Cuticle cracking in pepper and tomato fruit was studied in relation to fruit development and modelled with respect to environmental and cultural conditions. All data were collected over a 26-week period from seven commercial greenhouses in British Columbia, Canada. In terms of fruit development, cuticle cracking began one week after the period of maximum fruit growth rate in pepper and progressed the most rapidly over the next two weeks. In tomato, cracking started two weeks after the time of maximum fruit growth rate, increasing steadily thereafter until harvest. Feed-forward artificial neural networks were used to relate cuticle cracking to greenhouse and crop conditions.
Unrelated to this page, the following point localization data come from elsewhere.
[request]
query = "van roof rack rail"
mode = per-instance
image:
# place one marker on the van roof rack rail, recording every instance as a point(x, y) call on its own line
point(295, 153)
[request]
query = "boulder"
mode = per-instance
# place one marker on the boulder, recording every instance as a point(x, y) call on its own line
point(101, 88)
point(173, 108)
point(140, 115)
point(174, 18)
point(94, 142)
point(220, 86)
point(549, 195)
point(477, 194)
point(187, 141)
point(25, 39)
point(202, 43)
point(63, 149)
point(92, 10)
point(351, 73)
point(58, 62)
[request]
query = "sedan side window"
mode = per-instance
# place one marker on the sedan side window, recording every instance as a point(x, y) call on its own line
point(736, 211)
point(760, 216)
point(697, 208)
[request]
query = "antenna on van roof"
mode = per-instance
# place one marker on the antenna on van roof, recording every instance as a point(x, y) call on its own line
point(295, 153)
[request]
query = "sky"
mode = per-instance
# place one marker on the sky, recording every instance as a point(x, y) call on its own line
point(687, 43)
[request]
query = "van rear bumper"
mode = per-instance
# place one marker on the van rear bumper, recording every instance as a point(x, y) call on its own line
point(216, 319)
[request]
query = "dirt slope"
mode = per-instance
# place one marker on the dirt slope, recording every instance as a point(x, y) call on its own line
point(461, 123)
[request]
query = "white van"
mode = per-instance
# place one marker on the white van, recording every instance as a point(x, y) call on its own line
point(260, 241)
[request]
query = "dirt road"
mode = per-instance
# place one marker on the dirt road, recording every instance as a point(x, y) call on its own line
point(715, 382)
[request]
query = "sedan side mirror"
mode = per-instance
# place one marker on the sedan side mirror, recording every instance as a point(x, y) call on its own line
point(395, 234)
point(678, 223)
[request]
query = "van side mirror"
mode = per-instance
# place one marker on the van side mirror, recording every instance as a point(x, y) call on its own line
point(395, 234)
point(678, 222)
The incidence of cuticle cracking was initially related to over 20 input variables averaged over one or four weeks prior to the date of cracking assessment. All models were developed using a portion of the data and validated with the remainder. For each dataset, 30 models were analyzed at a time, from which the best models were chosen on the basis of a suitable architecture with a high R2 value and a low root mean square error when tested against the validation set using a 10-fold cross-validation procedure. Sensitivity analysis was used to determine the relative importance of each input and to reduce the number of inputs. The best week-1 and week-4 models for pepper consisted of nine inputs, with R2 values of 0.71 and 0.70, respectively. Day and night temperature, day-time CO2, day and night relative humidity, radiation and growing media were inputs held in common by both models. Growing media and cultivar were also important in the week-1 models while EC and week of the year (time) were important in the week-4 models. The best week-1 and week-4 models for tomato also used nine inputs, with R2 values of 0.70 and 0.64, respectively. In this case, week of the year, day and night relative humidity, day and night temperature, yield and the number of leaves were common to both models. Fruit size and fruit mass were also important in the week-1 models, while daytime CO2 and radiation were important in the week-4 models. The study shows that artificial neural networks can be used to predict cuticle cracking in greenhouse peppers and tomatoes up to four weeks in advance of harvest.